There’s that part of the gang member that murders people, who rapes people, that’s not omitted in the documentary. In fact, it was very important to us that that was there.
But we also wanted to show another point of view. Because gangs have done deep damage not only in El Salvador, but in other parts of the continent, and to try to make that stop happening we have to know them very well, we have to understand them.
I repeat, this is not perfect good or perfect bad. When a 12-year-old boy becomes a murderer and then does horrible things, for me he is also a victim of a society that has made him murderer when he’s only 12 years old.
So I think the issue is more complex, that Salvadoran society is very complex.
That leaves us a character like Giovanni , who in a nutshell reveals us in half an hour almost his entire life .
Yes, when we got to jail we asked those who were there who wanted to participate, some answered yes and among them was Giovanni, who not only had an interesting story, but it was important to make known and told a lot about what this Salvadoran society is.
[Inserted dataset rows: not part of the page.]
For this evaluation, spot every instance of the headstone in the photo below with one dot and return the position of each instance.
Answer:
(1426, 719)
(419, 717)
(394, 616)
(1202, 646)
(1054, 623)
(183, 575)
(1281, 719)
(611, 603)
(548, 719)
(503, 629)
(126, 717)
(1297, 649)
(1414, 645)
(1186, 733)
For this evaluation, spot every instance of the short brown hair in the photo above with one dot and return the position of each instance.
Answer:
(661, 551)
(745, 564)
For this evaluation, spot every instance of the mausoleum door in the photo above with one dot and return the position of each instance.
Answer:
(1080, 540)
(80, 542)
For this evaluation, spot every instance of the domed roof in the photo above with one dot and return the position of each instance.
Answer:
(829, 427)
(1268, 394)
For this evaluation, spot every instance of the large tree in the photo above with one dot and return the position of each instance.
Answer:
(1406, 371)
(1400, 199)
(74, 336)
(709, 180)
In addition, he had a couple relationship with someone who was in the same cell and there were certain conflicts between them that seemed to us were going to give another point of view to the documentary. That’s why we decided he was the central character.
With Giovanni I confirmed this that I told you: that human being is very complex. That it is very easy to judge from the prejudice that we each have, but that, if you know each other’s stories much more, you realize that everything is much more complicated.
And that led us to have very intense debates during production and editing, because we didn’t want to romanticize the image of the gang. Not only to show that because he was homosexual he was being a victim, but to prove that he was also a murderer and had done terrible things.
For me, too, it was a conflict almost to ask myself: “What do I feel about these people?”, because in a moment they tell you some horrible things, with absolute coldness, and then there are moments of tenderness and love between them. And that’s why I decided that I didn’t have to say what I feel about them, but try to convey this reality that we are in this little cell and that the public draw their own conclusions.

There is a very powerful religious element within this story. How often are they found within the exploration of production?
The religious theme goes into this quest to try to make sense of that phrase Geovany told us, which for him it was easier to kill than to love a person of the same sex.
Well there we found different aspects of Salvadoran society that we had to portray. And one of them was the Church, or, rather, the Church’s position on this subject, which was very important for the main character because in the prison where he is there are two Churches that are struggling for control of the place.
Added to this is the gang’s stance on gays. And the state’s position on this issue, which we can see with the scientific test (a kind of personality test) that they do to the protagonist.
And there are also the individual contradictions, what is meant to them being gay in this society and that microworld in which they live
But about prison there is something interesting to say: two years ago, most of the prisoners who were there left the gang and converted to a Christian Church. And in the documentary we can see that this is part of the daily lives of inmates.


With a special ingredient: those who gave up the gangs were enemies to death and once they stopped belonging to those groups they became brothers of religion. And so, there is this small group of expanders, now converted to Christianity, who openly say they are gay. Very complex, as I was saying.
And it is also clear that prisons in El Salvador are not intended places for reintegration, but for punishment.
Production effort is noted. Do you have any kind of support or help to film in El Salvador?
No. It is a country that does not have a film industry, that has no film law, there is no film fund. Television does not invest in making film projects. There is no training.
It’s really a background race, where those who really want to make movies die to do it, because we care that stories are told, but where it is very difficult to achieve it.